European Parliament Green Lights Net-Zero Industry Act

The EU aims to produce 40% of its annual deployment needs in net-zero technologies by 2030


Members of the European Parliament (MEPs) have backed the Net-Zero Industry Act, which aims to fortify Europe’s manufacturing capabilities in crucial technologies essential to meet the climate goals.

The objective of the legislation is to propel Europe to domestically produce 40% of its annual deployment needs in net-zero technologies by 2030, as outlined in the National Energy and Climate Plans. Simultaneously, the legislation envisions capturing 25% of the global market value for these technologies.

Members proposed amendments to expedite authorization procedures and establish net-zero industry clusters to address the challenges associated with scaling up manufacturing capacities in these critical sectors.

They also broadened the scope of the legislation to encompass the entire supply chain, including components, materials, and machinery required for manufacturing net-zero technologies.
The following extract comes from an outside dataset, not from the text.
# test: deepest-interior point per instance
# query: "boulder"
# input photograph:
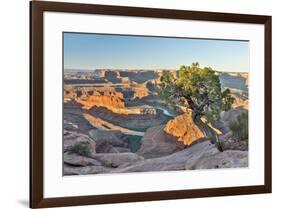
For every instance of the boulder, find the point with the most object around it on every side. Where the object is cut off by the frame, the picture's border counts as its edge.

The proposed list of technologies is comprehensive and will be periodically updated to stay abreast of advancements. Nuclear fission and fusion technologies, sustainable aviation fuels, and specific industrial technologies have been included.
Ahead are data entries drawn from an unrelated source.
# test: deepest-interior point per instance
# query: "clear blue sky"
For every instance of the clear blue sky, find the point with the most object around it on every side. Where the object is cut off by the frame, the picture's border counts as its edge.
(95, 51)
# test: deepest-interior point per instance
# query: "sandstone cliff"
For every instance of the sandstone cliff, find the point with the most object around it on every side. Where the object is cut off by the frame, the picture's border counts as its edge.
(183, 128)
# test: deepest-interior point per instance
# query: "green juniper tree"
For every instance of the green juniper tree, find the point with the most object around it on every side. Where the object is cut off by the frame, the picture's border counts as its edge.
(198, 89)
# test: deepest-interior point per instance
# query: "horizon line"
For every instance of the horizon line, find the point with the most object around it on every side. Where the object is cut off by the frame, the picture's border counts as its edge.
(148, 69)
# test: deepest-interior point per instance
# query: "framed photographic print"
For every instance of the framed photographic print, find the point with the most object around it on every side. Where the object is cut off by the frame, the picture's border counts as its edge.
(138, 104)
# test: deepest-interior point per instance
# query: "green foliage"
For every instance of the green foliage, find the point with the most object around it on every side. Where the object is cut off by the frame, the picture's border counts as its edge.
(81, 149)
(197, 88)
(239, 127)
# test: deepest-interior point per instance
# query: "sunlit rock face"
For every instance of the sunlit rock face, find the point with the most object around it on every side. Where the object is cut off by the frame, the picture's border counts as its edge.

The legislation maintains two project classifications – net-zero technology manufacturing projects and net-zero strategic projects. It also aims to streamline the permitting process, setting specific timelines for regular and strategic projects to be authorized.

Creating “net-zero industry valleys” initiatives is proposed to expedite the permitting process by involving member states in the environmental assessment evidence collection.

Funding for the legislation is proposed to be sourced from National Emission Trading System revenues and, for most strategic projects, through the Strategic Technologies for Europe Platform .

This aligns with the broader goal of establishing a European sovereignty fund, indicating a significant step towards increased public investment in industry and innovation.

The next phase involves the European Council adopting its position, paving the way for discussions on the final shape of the law.

As Europe strives to meet its 2030 and 2050 climate targets, a considerable amount of clean energy technology is required.

The EU relies on imports for these technologies, prompting the need for the proposed regulation. By setting a benchmark of at least 40% of the EU’s annual deployment needs for strategic net-zero technologies by 2030, the legislation aims to strengthen Europe’s manufacturing capacity in this crucial sector.

To achieve net-zero emissions by 2050 globally, annual wind capacity additions should reach a minimum of 329 GW annually, four times the current deployment levels.

The action plan will also indirectly support other clean power sectors, including the solar industry, given that several of the proposed actions are relevant to all renewable sources. This is a necessary move after the EU Parliament voted to boost the domestic renewable energy share to 42.5% by 2030 in October.

Europe’s power industry recently called for ramping up investments in aging grid infrastructure by 84% annually until 2050. According to Eurelectric, which represents the interests of the European electricity industry, the grid infrastructure is ill-suited for accommodating decentralized renewables, electric vehicles, and smart grids.